She got snubbed at the Oscars last month, but Glenn Close had a winner’s glow when she arrived to host the premiere of Frozen Planet at Lincoln Center’s Alice Tully Hall on Thursday.
And for good reason.
Her cross-dressing Albert Nobbs performance has made her an unexpected LGBTQ hero and one of Newsweek’s 150 Fearless Women (one of just four actresses to make the list). As a sudden spokeswoman for gender issues, The Transom wondered what she made of Congressional Republicans’ efforts to limit the availability of contraceptives.
“Shameful, shameful shameful!” Ms. Close, dressed handsomely in a black suit, told us. “Because what’s really behind that is a real violence towards women, it’s about pulling women down to where we were in the ‘50s. I mean it’s disgusting.”
“I find it beyond belief that there’s even a discussion as to whether they should have birth control,” she went on. “It’s beyond my comprehension.”
There’s no such discussion for the polar bears in Frozen Planet, the Discovery Channel/BBC follow-up to Planet Earth on-air March 18. Impregnated female polar bears simply reabsorb the embryo if they don’t have enough fat stored to raise a cub that winter.
Although the polar bears were the undisputed stars of Frozen Planet, it was the penguins who featured most prominently at the soiree. (The mate-for-life birds more politically safe, perhaps?) A penguin ice sculpture glistened on Broadway in the unseasonable warmth. Two celebrity penguins, Pete and Penny, were flown in from Sea World and walked the red carpet (which was in fact blue). And when guests put down their frosty white penguin-tinis and filed into the screening room, they found their seats already occupied by an impressive colony of plush penguins.
The crowd sat with the toy penguins erect in their laps while CEO David Zaslav told them that Delta Airlines had allowed Pete and Penny to freely roam the cabin on their flight to New York.
“True story,” Mr. Zaslev said, as a cell phone snap of a bird waddling up the aisle (e-mailed to him by a Discovery investor on the same flight) illuminated the screen.
After cuddling through the first episode of the series, which is narrated by Alec Baldwin, the audience was asked to leave the plush penguins behind; they would be reunited via a gift bag. The command proved difficult to follow—and not just for the many children in attendance.
“Trying to get me to part with my penguin?” actress Celia Weston muttered to a friend upon exiting the theater, still clutching the toy. “Please.”
Out in the lobby, hungry guests flocked to three sushi bars like shearwaters migrate to fish-rich Arctic Ocean in the summers.

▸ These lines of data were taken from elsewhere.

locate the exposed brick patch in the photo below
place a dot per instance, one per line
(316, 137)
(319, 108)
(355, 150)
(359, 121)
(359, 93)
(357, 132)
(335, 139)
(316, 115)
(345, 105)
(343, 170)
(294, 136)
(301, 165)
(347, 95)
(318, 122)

Others dropped by Pete and Penny’s receiving line.
Their handler explained to a small crowd gathered that the duo have a longer lifespan than the specimen in Frozen Planet, thanks to the cushy amenities of captivity: mild weather, regular feedings, no predators…
“…manicures, pedicures, massages,” joked actress Samantha Mathis, as a photographer asked her to pose for a photo.